You cannot move forward, if you don’t know where you came from

Thanks to my being a pathetic student at history, much of what little school books taught us about India and its history, went over my head. Added to that, I used to suck at reading; which means alternate sources of history was also not an option for me. Not until now. I just finished my longest read ever.

India is a very divided country — on the basis of religion, caste, gender, economy, language, class among others. So why are we one country? Or — as the author explores — how are we one country? He does that by putting together the different events that transpired beginning a decade and a half or so prior to independence, all the way up until now.

As for the book itself, your own age is likely to have a telling impact in your reading experience. Especially if you were born and raised in India, you (a) experienced some of these events first hand, (b) lived through some others but were too young to comprehend or (c) yet some others happened before your time.

I felt like I was diving in a deep blue sea for the major part of this book where the author discusses several years preceding independence, the key people involved in independence, the vision and leadership of several people but most prominently Jinnah and Gandhi, Gandhi’s efforts to keep Hindus and Muslims united and (the ultimate) failure to keep the nation unpartitioned, the partition and how it happened, linguistic reorganization of the country, Nehru and his legacy, Indira’s regime, Sanjay Gandhi’s actions, Indira’s infamous Emergency, regional issues like Kashmir, Punjab, Nagaland, Mizoram, Bangladesh (and on a different dimension Kerala, Tamil Nadu, Andhra Pradesh, Maharashtra etc…) and finally the rise of populism.

I then felt like swimming in a pool (Chapters 25 to 29) reading current events and those of the yesteryears — Rajiv’s regime, Ramjanmabhoomi, Mandal Commission, Dalit rights, fall of principle-based politics (and rise of opportunity based politics), Kargil War, Market Liberalization, India Shining etc…

Chapter 30 was a commercial break.
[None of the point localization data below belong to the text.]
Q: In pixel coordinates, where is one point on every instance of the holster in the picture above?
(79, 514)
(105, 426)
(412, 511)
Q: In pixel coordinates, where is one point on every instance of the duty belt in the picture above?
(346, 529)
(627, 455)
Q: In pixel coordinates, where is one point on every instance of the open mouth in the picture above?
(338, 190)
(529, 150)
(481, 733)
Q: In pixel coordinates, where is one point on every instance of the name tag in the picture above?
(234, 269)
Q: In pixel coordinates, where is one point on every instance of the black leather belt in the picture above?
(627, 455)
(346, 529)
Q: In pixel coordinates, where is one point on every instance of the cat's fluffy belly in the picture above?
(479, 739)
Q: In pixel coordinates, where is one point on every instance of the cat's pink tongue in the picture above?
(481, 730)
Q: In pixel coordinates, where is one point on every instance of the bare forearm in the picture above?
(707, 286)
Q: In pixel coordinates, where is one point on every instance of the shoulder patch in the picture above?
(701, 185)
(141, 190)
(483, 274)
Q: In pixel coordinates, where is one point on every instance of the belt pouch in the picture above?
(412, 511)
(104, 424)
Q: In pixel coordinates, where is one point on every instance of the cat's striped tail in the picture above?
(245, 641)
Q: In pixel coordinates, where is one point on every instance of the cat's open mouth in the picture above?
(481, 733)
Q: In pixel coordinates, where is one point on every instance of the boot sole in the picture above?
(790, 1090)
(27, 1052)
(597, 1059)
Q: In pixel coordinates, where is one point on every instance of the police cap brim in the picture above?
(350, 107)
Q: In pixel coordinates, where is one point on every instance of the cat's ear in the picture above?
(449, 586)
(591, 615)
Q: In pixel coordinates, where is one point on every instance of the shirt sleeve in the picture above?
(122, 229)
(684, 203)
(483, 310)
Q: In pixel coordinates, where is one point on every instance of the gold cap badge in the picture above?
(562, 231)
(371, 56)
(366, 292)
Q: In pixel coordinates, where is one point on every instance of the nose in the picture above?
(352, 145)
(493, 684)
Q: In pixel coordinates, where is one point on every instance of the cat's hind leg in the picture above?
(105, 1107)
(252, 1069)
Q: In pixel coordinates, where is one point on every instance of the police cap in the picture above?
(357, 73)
It talks about entertainment — Bollywood, Indian Music, Theater and Sports.

The silver lining of this book is the epilogue titled Why India survives?, where he draws analogy between India and several other countries (including Russia, USA, France, China, Pakistan) and explores the possibilities of and reasoning for survival of the country we know as India.

At 750 pages, this book is a bit long-winded, nevertheless a good read (and a must read if you skipped history in school). I give it 4/5. And finally, thanks to my colleague and friend Deepak, without whose introduction I would not have noticed this book.